Department of Translation, Interpreting and Communication - Faculty of Arts and Philosophy, Ghent University, Ghent, Belgium.
Department of Linguistics - Faculty of Arts, University of Antwerp, Antwerp, Belgium.
PLoS One. 2018 Oct 8;13(10):e0203794. doi: 10.1371/journal.pone.0203794. eCollection 2018.

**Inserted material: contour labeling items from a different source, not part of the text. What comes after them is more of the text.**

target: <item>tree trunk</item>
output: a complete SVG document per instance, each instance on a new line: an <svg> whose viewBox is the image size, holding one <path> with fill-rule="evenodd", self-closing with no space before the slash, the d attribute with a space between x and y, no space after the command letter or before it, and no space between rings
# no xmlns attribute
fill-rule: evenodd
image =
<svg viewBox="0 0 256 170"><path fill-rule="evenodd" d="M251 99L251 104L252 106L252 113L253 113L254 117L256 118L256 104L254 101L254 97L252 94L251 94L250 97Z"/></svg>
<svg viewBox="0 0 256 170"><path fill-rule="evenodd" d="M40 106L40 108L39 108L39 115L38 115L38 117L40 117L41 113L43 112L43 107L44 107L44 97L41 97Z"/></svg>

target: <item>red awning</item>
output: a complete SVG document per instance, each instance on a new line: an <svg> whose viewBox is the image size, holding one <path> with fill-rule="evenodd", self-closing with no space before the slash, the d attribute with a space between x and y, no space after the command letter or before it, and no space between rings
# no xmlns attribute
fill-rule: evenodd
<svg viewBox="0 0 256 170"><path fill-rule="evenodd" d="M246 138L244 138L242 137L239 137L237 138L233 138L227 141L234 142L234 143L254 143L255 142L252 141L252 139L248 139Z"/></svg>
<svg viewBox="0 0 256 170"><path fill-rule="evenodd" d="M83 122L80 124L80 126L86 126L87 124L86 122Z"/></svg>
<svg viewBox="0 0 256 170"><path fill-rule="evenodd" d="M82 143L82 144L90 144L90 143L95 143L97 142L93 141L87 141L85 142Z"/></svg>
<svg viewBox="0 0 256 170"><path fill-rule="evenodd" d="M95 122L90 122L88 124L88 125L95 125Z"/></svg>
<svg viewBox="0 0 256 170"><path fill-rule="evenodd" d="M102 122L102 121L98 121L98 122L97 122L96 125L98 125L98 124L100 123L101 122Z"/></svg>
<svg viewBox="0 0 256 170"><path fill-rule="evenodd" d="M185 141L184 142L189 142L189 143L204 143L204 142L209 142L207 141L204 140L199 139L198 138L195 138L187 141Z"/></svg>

While social media offer great communication opportunities, they also increase the vulnerability of young people to threatening situations online. Recent studies report that cyberbullying constitutes a growing problem among youngsters. Successful prevention depends on the adequate detection of potentially harmful messages and the information overload on the Web requires intelligent systems to identify potential risks automatically. The focus of this paper is on automatic cyberbullying detection in social media text by modelling posts written by bullies, victims, and bystanders of online bullying. We describe the collection and fine-grained annotation of a cyberbullying corpus for English and Dutch and perform a series of binary classification experiments to determine the feasibility of automatic cyberbullying detection. We make use of linear support vector machines exploiting a rich feature set and investigate which information sources contribute the most for the task. Experiments on a hold-out test set reveal promising results for the detection of cyberbullying-related posts. After optimisation of the hyperparameters, the classifier yields an F1 score of 64% and 61% for English and Dutch respectively, and considerably outperforms baseline systems.
虽然社交媒体提供了很好的交流机会,但它们也增加了年轻人在网上受到威胁的脆弱性。最近的研究报告显示,网络欺凌在年轻人中构成了一个日益严重的问题。成功的预防取决于对潜在有害信息的充分检测,而网络上的信息过载要求智能系统自动识别潜在风险。本文的重点是通过对网络欺凌者、受害者和网络欺凌旁观者发布的帖子进行建模,实现社交媒体文本的自动网络欺凌检测。我们描述了一个英语和荷兰语的网络欺凌语料库的收集和细粒度标注,并进行了一系列二进制分类实验,以确定自动网络欺凌检测的可行性。我们利用线性支持向量机利用丰富的特征集,并研究哪些信息源对任务贡献最大。在预留测试集上的实验结果表明,对与网络欺凌相关的帖子的检测具有很大的潜力。在优化超参数后,该分类器在英语和荷兰语上的 F1 分数分别为 64%和 61%,明显优于基线系统。